En Italia se produjo, como respuesta, una profunda movilización e implicación de la población y de las fuerzas políticas y sociales, especialmente de la izquierda, en apoyo de la resistencia del pueblo chileno. Hubo innumerables iniciativas políticas, culturales y sindicales de solidaridad con el pueblo chileno y los exiliados políticos.
En cuanto a la solidaridad, hay que mencionar también el importante papel que desempeñó el personal de la embajada italiana inmediatamente después del golpe de Estado y hasta finales de 1974, salvando vidas.
Con gran valor y espíritu de solidaridad, se dio refugio a unas 800 personas, perseguidas por la dictadura y de todas las afiliaciones políticas, que escalaron el muro y permanecieron en la embajada durante algún tiempo, hasta noviembre de 1974. Muchos de ellos llegaron más tarde a Italia.
Todavía en Italia y en tiempos más recientes, gracias al valioso e incansable trabajo de investigación, denuncia y lucha de dignas organizaciones nacionales y de otros países, el Tribunal de Casación confirmó en 2021 la condena a cadena perpetua para algunos torturadores del pacto criminal «Plan Cóndor»: 14 ex militares y jerarcas de Chile y Uruguay, (uno de ellos: Troccoli residente en Italia).

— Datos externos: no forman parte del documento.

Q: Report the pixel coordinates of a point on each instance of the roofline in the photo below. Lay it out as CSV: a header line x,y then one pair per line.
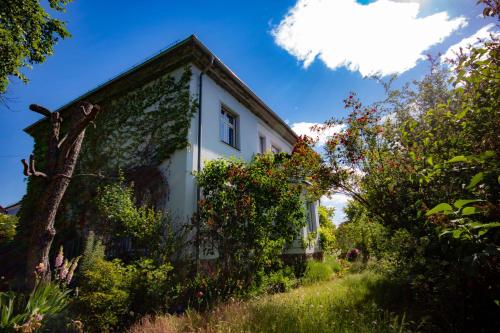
x,y
113,79
134,69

Se trata de una sentencia histórica relacionada con la condena por el secuestro y asesinato de 23 ciudadanos de origen italiano residentes en Chile, Bolivia, Perú y Uruguay durante el periodo de las dictaduras militares de los años sesenta y setenta.
Finalmente se hizo verdad y justicia a los autores del asesinato de dos ciudadanos chileno-italianos activos durante el gobierno de Allende:
Juan Montiglio, de sólo 24 años, uno de los dirigentes del GAP, escolta personal de Allende, detenido el 11 de septiembre del 73 en La Moneda y asesinado por el capitán Ahumada dos días después; y el sacerdote italiano Omar Venturelli, detenido en octubre y asesinado por los militares Vásquez y Moreno.
Y es significativo que fuera desde Italia desde donde se emitiera posteriormente la orden de detención y extradición a Chile de sus torturadores.